Da qualche anno, in tutta Europa, si assiste ad un rinnovato
interesse per la legna da ardere; esso deriva da un complesso insieme di fattori
tecnologici, ecologici, economici e politici.
Alla sua origine sta
l'innovazione tecnologica che ha messo a disposizione una vasta gamma di sistemi
per la combustione e per la distribuzione del calore molto efficienti e
pratici.
I moderni apparecchi termici alimentati a legna infatti sono
caratterizzati da
- grande praticità d'uso
- elevata
efficienza
- bassissime emissioni inquinanti.
Con la legna sminuzzata in piccole scaglie (minuzzoli o cips), o sminuzzata e poi pressata in piccoli cilindri (pellets), si può oggi alimentare una vastissima gamma di apparecchi termici che permettono di scaldare da una stanza ad un intero paese (attraverso le reti di teleriscaldamento).

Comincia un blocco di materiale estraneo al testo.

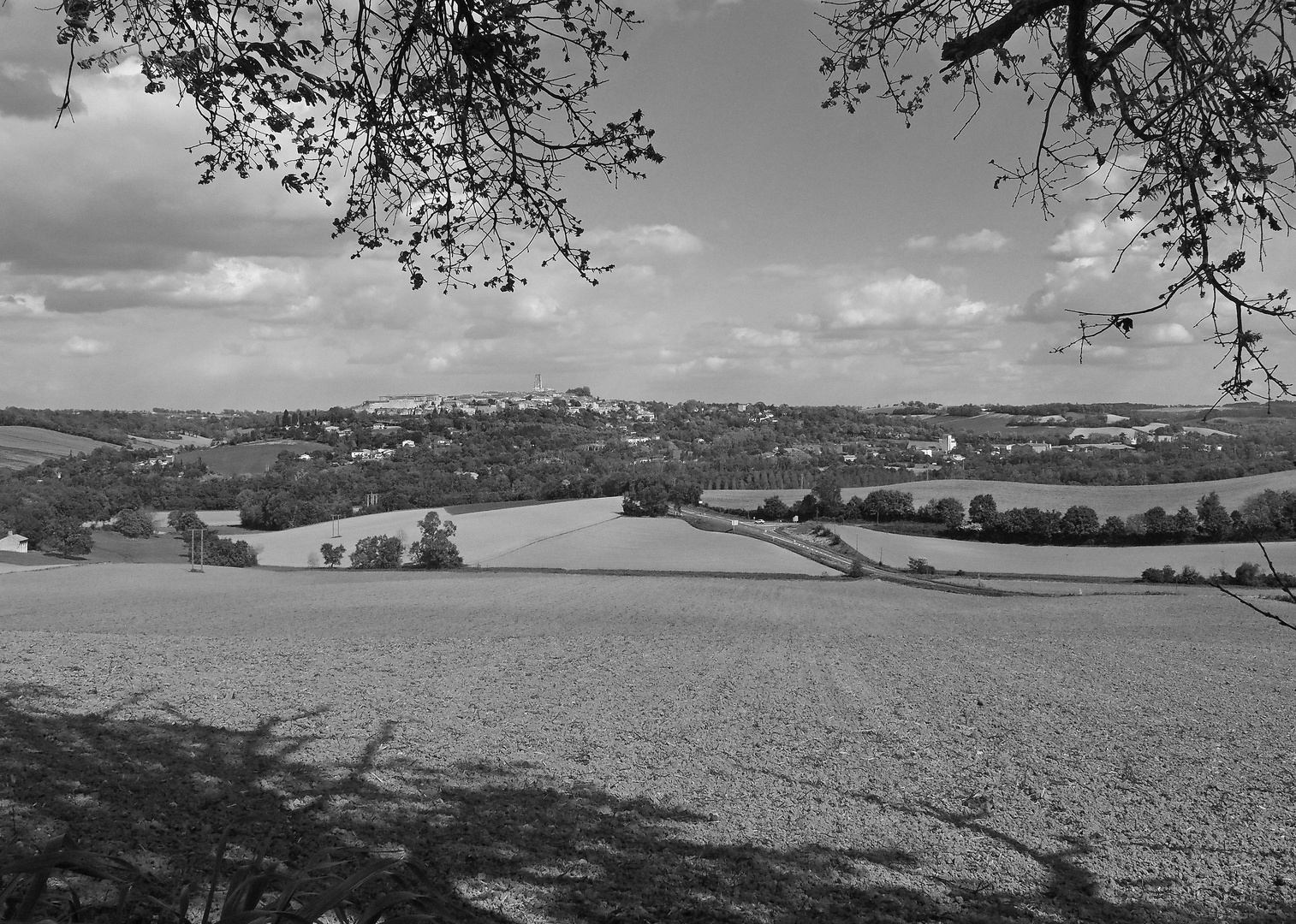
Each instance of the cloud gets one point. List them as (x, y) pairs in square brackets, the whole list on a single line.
[(1091, 236), (980, 241), (27, 93), (669, 239), (21, 306), (82, 346), (1167, 335), (909, 302)]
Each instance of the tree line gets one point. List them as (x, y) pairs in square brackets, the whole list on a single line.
[(1266, 516)]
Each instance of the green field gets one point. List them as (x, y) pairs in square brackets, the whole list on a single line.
[(993, 558), (24, 446), (247, 458), (555, 748), (572, 534), (1106, 499)]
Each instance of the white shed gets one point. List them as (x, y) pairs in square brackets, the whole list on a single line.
[(13, 543)]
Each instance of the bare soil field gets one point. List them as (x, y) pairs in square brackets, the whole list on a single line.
[(247, 458), (24, 446), (1106, 499), (1130, 561), (655, 544), (595, 748)]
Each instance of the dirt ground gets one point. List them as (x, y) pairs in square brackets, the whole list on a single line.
[(597, 748)]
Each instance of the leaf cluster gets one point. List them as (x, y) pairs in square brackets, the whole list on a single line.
[(1180, 115), (448, 125)]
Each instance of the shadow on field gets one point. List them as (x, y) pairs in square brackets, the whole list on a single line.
[(503, 843)]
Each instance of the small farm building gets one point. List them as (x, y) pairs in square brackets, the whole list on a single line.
[(13, 543)]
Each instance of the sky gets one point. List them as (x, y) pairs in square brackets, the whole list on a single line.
[(781, 253)]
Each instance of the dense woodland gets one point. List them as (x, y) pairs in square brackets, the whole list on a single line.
[(560, 451)]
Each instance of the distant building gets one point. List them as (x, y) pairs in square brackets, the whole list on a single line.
[(13, 543)]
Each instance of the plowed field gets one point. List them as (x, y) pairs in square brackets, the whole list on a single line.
[(595, 748), (1106, 499), (574, 536), (24, 446)]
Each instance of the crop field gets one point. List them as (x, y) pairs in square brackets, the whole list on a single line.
[(573, 534), (188, 441), (300, 547), (247, 458), (993, 423), (24, 446), (592, 748), (952, 555), (655, 544), (1106, 499)]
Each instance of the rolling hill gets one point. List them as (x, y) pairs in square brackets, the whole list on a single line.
[(1106, 499), (24, 446), (247, 458)]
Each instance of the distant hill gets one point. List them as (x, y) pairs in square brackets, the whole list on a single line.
[(247, 458), (1106, 499), (24, 446)]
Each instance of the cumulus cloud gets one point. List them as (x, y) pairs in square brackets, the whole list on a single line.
[(83, 346), (668, 239), (981, 241), (907, 302), (27, 93), (21, 306), (1091, 236), (978, 241), (1168, 335)]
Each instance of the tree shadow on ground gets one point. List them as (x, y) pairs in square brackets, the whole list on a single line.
[(501, 841)]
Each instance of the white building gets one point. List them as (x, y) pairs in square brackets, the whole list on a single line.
[(13, 543)]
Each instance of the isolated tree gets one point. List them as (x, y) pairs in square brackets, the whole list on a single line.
[(983, 510), (1079, 523), (1213, 518), (436, 550), (685, 491), (773, 508), (1181, 110), (66, 536), (332, 554), (949, 511), (134, 524), (378, 553), (446, 125), (645, 498)]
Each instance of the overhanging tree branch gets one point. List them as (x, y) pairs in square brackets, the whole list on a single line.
[(1182, 112)]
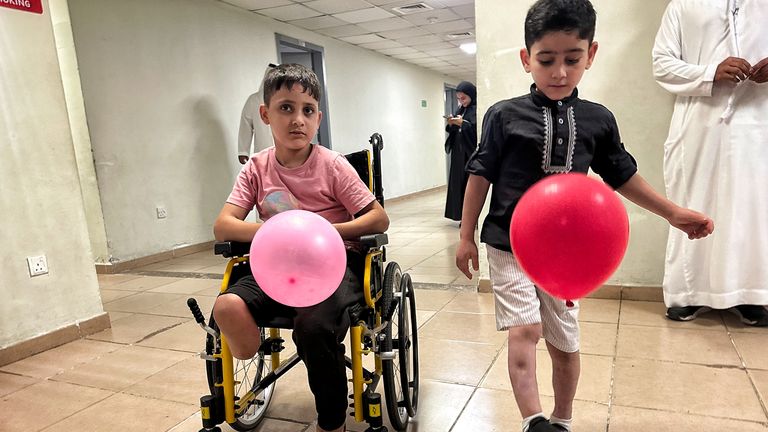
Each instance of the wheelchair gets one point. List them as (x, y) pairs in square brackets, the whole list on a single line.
[(384, 325)]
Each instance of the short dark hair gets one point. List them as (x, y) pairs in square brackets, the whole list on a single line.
[(286, 75), (547, 16)]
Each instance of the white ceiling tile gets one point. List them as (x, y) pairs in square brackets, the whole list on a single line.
[(345, 30), (432, 46), (317, 23), (258, 4), (363, 15), (398, 51), (464, 11), (394, 23), (449, 26), (291, 12), (403, 33), (378, 46), (369, 38), (420, 40), (336, 6), (432, 17)]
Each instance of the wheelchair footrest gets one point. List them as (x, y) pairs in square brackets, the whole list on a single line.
[(272, 345)]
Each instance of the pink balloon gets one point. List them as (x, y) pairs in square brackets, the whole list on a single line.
[(298, 258), (569, 233)]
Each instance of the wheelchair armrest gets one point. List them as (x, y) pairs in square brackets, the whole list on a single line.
[(374, 241), (231, 249)]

La riscoperta di questo combustibile è legata anche alla crescente attenzione per la tutela dell'ambiente. In particolare si apprezza il fatto di non contribuire all'incremento del tasso di anidride carbonica (CO2), il principale gas ad "effetto serra", della nostra atmosfera. Infatti la CO2 emessa durante la combustione è la stessa che era stata sottratta all'atmosfera da parte delle piante che hanno prodotto il legno attraverso la fotosintesi clorofilliana.
La legna può essere prodotta ovunque e gli alberi che la producono,
fin che crescono, costituiscono boschi, siepi, fasce fluviali che abbelliscono
l'ambiente e lo rendono più sano e ricco di vita selvatica.

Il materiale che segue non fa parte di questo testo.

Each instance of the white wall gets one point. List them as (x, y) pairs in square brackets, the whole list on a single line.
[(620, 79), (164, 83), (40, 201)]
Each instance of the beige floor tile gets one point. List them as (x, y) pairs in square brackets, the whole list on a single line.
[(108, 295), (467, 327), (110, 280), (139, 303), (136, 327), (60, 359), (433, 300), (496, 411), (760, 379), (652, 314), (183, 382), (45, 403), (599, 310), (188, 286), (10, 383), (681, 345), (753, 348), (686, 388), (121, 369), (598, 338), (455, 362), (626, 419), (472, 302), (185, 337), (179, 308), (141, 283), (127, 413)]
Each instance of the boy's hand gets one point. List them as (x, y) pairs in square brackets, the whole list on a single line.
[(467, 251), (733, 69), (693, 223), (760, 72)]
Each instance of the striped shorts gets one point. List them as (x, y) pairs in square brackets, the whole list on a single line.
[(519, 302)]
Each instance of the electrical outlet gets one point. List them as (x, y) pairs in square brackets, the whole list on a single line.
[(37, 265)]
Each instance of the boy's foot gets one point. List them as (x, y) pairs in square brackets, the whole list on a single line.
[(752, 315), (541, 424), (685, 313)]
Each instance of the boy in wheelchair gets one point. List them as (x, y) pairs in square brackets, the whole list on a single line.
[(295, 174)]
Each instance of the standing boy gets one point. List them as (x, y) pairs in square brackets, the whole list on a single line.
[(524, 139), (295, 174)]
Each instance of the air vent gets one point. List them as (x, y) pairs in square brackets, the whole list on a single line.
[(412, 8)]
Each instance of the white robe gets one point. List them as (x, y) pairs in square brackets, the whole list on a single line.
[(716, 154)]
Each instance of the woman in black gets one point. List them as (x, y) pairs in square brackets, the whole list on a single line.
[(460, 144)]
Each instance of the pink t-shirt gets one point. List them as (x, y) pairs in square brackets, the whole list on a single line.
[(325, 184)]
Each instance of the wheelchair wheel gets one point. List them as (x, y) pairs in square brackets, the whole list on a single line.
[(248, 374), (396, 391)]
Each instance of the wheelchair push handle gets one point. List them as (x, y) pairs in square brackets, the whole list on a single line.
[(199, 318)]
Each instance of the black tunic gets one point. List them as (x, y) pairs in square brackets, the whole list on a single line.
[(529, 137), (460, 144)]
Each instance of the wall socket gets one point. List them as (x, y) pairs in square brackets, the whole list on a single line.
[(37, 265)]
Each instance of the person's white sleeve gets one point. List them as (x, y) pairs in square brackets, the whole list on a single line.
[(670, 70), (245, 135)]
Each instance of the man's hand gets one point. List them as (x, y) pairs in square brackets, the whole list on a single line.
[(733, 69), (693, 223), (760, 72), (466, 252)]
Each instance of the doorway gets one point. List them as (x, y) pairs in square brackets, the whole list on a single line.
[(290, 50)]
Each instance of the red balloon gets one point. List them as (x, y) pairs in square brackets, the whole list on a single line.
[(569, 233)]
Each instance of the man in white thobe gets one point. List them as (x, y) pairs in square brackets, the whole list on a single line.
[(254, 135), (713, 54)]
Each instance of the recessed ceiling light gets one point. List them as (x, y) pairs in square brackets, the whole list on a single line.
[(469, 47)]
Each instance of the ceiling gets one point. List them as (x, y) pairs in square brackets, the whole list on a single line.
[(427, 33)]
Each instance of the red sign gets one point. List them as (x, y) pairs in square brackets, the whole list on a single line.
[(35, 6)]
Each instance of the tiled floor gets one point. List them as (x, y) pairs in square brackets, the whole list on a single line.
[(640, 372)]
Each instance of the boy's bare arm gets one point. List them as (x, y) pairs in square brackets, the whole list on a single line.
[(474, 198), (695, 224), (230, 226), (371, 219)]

Contrariamente ai combustibili fossili, poi, la produzione, il trasporto, lo
stoccaggio comportano ridotti rischi per la gente e per l'ambiente.
Non va
poi trascurato che l'utilizzo della legna dà impulso all'economia locale,
creando opportunità di lavoro soprattutto nelle zone rurali più
svantaggiate.
La sostituzione dei combustibili fossili, per la maggior parte di importazione, con una fonte energetica, per gran parte di produzione nazionale, migliora infine la bilancia dei pagamenti del Paese e riduce la sua dipendenza dall'estero.
Da tutto ciò deriva una crescente disponibilità di incentivi e di sgravi fiscali rivolti a coloro che utilizzano il legno come fonte energetica. "Progetto Fuoco", la prima Fiera italiana dedicata interamente all'utilizzo del legno per fini energetici, allarga nel 2000 il suo campo di intervento.
Nata nel 1999 sull'onda del crescente interesse per il legno come fonte di energia, "Progetto Fuoco" è l'unica Fiera italiana, e una delle poche in Europa, dedicata a questo settore innovativo.